The claimant gave contradictory oral evidence which was unimpressive and confused, but the judge found that he had suffered a genuine injury to his ankle as a result of putting his foot into a hole and that the defendant had breached its duty of care to him. However, the judge also found that the claimant had lied and had been deliberately dishonest about his pre-accident medical history and his salary. The claimant claimed that he had injured his right hip in the accident but the judge found that this was a lie not honest misattribution. The judge also found that the claimant had been deliberately dishonest in respect of his pre-accident earnings.

 

Outcome

The judge found that the claimant's dishonesty in relation to both the injury to his right hip, and his claim for disadvantage on the labour market, was fundamental and dismissed the claim acceding to the defendant's application pursuant to section 57 of the Criminal Justice and Courts Act 2015.
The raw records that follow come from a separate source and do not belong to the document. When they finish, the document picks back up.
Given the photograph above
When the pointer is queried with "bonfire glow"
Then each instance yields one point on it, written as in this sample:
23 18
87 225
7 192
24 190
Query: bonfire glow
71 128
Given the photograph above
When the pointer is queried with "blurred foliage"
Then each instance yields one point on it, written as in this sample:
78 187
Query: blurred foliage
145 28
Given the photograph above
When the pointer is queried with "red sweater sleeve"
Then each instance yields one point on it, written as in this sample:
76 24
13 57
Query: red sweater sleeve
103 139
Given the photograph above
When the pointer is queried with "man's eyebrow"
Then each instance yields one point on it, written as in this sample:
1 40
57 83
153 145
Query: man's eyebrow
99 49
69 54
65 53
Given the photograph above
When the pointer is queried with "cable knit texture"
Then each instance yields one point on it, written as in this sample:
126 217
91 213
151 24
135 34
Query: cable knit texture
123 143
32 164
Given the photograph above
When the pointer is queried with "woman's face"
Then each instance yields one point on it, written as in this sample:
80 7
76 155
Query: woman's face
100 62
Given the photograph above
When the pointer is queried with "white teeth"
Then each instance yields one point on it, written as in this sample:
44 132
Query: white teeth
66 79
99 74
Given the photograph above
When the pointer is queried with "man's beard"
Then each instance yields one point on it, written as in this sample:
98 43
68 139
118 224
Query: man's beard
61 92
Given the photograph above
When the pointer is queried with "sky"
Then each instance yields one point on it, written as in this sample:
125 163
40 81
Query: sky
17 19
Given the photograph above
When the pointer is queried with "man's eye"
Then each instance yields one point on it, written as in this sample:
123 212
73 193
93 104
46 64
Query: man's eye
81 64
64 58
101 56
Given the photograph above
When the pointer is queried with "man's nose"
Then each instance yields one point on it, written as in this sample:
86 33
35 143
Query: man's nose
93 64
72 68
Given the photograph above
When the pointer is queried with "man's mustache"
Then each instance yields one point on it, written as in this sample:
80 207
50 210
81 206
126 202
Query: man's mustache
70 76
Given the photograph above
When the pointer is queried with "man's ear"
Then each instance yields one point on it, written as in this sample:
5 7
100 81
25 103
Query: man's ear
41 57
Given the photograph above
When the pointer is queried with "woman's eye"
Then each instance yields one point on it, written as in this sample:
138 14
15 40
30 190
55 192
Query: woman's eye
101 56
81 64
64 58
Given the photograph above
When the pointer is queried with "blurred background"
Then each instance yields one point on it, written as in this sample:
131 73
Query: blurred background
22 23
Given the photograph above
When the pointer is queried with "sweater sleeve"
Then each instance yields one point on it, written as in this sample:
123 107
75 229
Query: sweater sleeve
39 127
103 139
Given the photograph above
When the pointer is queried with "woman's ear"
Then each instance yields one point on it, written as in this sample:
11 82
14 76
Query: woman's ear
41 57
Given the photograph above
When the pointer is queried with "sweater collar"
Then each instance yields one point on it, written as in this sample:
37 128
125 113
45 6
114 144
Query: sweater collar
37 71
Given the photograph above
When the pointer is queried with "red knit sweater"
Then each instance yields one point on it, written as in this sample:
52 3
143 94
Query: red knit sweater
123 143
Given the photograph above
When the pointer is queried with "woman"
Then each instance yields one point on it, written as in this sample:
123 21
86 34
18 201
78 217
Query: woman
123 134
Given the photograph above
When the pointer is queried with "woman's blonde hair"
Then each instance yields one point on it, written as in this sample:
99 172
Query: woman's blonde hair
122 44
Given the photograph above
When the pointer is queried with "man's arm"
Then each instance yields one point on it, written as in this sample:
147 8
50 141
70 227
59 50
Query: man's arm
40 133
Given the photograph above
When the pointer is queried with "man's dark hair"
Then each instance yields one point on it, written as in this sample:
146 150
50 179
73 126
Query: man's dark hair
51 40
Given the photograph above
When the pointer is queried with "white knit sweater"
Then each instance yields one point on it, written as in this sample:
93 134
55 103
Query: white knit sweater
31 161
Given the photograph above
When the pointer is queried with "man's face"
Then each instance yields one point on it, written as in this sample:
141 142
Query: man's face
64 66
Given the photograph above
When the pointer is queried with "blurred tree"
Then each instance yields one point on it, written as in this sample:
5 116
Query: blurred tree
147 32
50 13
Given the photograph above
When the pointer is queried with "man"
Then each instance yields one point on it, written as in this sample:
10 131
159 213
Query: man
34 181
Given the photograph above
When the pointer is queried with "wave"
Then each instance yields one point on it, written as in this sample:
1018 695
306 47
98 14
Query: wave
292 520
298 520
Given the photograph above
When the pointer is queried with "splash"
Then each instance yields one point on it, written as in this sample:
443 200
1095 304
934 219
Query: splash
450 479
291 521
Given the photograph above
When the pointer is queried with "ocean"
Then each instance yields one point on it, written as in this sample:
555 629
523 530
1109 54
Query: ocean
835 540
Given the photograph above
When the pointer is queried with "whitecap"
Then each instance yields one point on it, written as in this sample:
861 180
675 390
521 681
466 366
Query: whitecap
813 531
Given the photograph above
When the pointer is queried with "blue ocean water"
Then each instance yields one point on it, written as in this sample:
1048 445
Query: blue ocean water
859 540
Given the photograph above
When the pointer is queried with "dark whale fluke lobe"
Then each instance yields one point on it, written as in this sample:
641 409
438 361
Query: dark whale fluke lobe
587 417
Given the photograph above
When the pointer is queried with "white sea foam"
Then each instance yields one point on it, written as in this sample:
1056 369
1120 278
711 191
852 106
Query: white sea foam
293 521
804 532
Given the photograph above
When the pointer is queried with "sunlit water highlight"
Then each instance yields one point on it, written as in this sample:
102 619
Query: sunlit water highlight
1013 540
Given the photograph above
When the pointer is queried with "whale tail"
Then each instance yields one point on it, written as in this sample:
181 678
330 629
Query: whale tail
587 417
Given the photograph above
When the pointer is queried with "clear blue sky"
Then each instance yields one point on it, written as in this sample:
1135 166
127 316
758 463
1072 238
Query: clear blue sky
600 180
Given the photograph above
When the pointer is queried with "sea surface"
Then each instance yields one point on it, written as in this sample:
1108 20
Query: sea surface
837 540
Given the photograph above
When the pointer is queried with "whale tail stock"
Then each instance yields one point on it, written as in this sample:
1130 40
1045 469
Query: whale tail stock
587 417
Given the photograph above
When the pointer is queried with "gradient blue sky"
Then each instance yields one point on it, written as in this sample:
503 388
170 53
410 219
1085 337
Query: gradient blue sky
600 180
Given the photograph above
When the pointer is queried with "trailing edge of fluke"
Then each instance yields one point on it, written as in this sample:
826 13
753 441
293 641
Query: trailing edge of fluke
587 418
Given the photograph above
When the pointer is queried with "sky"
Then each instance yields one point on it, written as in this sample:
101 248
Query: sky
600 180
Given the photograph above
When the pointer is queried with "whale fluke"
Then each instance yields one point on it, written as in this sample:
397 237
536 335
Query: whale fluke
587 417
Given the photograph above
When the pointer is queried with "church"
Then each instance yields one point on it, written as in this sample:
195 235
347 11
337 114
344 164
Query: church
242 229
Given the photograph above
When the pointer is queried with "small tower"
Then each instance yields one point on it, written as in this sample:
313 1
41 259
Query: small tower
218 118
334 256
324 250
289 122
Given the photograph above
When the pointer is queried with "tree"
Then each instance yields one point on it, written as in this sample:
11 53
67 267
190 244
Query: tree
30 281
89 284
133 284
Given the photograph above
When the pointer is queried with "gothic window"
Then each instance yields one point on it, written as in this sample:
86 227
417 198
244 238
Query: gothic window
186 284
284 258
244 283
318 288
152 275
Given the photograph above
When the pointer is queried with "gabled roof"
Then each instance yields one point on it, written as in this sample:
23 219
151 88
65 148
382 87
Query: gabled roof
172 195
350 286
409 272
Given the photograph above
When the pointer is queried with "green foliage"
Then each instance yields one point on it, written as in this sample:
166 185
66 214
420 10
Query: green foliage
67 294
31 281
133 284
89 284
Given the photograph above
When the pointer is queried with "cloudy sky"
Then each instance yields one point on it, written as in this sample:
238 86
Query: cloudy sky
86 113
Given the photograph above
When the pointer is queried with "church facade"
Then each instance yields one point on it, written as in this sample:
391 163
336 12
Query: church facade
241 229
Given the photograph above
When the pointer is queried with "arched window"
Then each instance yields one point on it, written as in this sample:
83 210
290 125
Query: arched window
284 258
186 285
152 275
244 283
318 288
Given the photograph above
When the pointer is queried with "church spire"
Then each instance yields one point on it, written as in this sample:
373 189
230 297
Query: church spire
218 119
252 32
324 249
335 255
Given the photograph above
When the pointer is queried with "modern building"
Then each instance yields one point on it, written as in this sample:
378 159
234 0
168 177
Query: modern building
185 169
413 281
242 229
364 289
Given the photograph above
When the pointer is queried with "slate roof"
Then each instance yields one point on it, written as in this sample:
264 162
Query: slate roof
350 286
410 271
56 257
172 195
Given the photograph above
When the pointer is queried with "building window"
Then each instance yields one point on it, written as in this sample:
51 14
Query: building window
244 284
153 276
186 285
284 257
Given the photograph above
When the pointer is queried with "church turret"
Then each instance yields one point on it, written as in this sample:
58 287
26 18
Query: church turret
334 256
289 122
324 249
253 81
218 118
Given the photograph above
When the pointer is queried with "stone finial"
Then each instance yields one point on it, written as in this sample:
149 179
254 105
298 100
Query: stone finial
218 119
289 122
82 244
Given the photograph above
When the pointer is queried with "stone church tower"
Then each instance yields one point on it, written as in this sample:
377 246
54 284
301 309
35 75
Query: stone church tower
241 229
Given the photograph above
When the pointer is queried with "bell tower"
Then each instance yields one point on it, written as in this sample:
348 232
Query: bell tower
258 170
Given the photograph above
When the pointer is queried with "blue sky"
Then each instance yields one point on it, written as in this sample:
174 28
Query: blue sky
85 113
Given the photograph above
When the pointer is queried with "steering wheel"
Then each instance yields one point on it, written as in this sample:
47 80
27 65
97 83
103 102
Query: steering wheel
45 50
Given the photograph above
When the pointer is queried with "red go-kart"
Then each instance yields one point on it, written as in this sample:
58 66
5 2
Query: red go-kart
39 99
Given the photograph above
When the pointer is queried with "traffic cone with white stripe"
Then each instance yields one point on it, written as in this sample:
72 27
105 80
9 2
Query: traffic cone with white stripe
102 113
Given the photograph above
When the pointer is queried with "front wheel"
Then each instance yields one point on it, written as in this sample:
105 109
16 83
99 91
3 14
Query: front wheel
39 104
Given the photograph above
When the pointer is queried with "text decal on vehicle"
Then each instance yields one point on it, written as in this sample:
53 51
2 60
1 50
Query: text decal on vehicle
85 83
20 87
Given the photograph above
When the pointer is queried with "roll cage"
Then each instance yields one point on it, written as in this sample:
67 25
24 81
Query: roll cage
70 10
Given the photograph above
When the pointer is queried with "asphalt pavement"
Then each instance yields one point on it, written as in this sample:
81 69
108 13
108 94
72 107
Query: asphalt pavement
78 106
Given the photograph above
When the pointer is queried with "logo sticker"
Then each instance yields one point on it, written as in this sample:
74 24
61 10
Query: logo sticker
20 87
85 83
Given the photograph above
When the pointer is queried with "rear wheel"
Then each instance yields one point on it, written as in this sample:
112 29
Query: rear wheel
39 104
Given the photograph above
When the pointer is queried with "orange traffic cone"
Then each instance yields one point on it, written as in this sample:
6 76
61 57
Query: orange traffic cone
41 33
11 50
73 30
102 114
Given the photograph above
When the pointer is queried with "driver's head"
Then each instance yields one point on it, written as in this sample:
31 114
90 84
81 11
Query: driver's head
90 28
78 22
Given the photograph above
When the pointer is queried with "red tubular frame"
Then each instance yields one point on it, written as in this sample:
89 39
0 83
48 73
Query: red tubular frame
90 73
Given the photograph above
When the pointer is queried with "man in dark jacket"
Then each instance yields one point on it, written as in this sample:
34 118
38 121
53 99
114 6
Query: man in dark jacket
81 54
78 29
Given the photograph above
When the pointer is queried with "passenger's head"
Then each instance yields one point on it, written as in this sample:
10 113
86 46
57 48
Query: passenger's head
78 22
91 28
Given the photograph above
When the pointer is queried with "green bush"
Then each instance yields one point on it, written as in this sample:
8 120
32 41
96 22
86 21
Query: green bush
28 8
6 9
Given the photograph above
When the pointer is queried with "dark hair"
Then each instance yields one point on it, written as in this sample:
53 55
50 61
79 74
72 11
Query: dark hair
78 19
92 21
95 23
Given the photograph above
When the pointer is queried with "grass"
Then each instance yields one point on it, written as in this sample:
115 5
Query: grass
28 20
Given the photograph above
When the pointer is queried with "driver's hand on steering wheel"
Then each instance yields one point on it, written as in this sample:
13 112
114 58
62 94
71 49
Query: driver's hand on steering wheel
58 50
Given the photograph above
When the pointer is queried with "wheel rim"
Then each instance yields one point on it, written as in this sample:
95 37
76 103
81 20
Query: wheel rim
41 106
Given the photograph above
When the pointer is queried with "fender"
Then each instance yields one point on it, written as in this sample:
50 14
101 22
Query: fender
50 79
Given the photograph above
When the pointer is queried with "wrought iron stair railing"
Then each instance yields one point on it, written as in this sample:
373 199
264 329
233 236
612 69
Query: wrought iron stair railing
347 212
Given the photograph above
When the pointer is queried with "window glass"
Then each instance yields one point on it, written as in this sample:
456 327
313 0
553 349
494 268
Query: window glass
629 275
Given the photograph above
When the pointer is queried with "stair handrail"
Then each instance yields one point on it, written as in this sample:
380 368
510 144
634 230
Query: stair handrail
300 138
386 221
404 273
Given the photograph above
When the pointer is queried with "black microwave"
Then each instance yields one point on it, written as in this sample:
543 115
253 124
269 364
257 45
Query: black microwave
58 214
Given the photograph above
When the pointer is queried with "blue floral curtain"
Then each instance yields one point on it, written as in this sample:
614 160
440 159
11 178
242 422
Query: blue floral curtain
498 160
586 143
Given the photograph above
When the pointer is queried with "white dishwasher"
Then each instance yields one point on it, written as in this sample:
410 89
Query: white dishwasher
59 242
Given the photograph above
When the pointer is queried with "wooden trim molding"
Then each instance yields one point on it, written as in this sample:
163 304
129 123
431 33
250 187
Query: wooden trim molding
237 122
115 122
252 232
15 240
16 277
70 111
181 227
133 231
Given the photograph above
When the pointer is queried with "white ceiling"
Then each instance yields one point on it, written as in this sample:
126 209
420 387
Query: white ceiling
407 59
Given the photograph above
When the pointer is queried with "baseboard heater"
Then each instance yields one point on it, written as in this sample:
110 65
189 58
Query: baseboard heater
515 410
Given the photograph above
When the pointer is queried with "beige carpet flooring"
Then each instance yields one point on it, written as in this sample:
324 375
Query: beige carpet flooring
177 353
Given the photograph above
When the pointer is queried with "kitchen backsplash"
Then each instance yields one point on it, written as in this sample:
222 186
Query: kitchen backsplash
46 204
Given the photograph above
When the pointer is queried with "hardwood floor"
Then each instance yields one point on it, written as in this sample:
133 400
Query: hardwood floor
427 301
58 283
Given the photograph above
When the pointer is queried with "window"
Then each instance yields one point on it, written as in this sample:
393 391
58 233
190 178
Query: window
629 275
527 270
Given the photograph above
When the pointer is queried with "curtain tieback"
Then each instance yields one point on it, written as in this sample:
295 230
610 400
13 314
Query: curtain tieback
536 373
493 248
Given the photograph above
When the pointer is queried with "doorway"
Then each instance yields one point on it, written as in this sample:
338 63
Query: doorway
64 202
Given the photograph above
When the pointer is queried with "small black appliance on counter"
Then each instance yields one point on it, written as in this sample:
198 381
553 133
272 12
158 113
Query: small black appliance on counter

The judge determined that, but for the dismissal of the claim, the value of the genuine injury and associated losses would have been:

  • £16,000 general damages;
  • £254 physiotherapy;
  • £4,500 surgery costs; and
  • £640 interest.

This was, therefore, to be credited against the award of costs made to the defendant. The judge ordered that QOCS should be set aside pursuant to CPR 44.16 (in respect of both the trial and an earlier adverse costs order) and that the costs should be assessed on the indemnity basis in a summary assessment. The judge made an order for costs against the claimant in the sum of £40,527.17, against which he was credited with the sum of £21,394, resulting in a balance of £19,133.17. The total saving is £114,000.

 

Impact

In our opinion, fundamental dishonesty isn't going out of fashion. Moreover, it is evolving. It would have been inconceivable in the early years after the implementation of section 57 CJCA 2015 that defendants would secure a finding of fundamental dishonesty in an EL/PL claim, without documentary evidence and with an admission or finding of breach of duty. We began to test new strategies, pleading fundamental dishonesty in claims where breach of duty was admitted and succeeded. Now, with the right evidence, the courts are prepared to make fundamental dishonesty findings where the accident is found to have taken place and where the defendant is in breach of its duty of care to the claimant.

 

Claire Laver, Head of Fraud - CSG said:

"Our counter fraud solutions continue to evolve to keep pace with the ever changing challenges insurance fraudsters bring. This is a fantastic outcome and one that would not have been possible without the combined tenacity, specialist strategy and determination of those at NFU Mutual and our counter fraud lawyers. "

 

Alex Baird, Department Manager – Claims Validation (Corporate Insurance), commented:

“This case demonstrates the importance of a consistently robust, evidence‑led approach to counter fraud and the role our people, processes and partnerships play in achieving the right outcomes. By identifying and investigating fraud risks early, and working closely with our specialist legal partners, we are able to make confident, proportionate decisions that protect NFU Mutual, our members and genuine customers. The finding of fundamental dishonesty reinforces our commitment to preventing and deterring fraudulent and inflated claims, while ensuring fair and transparent outcomes for those who claim honestly.”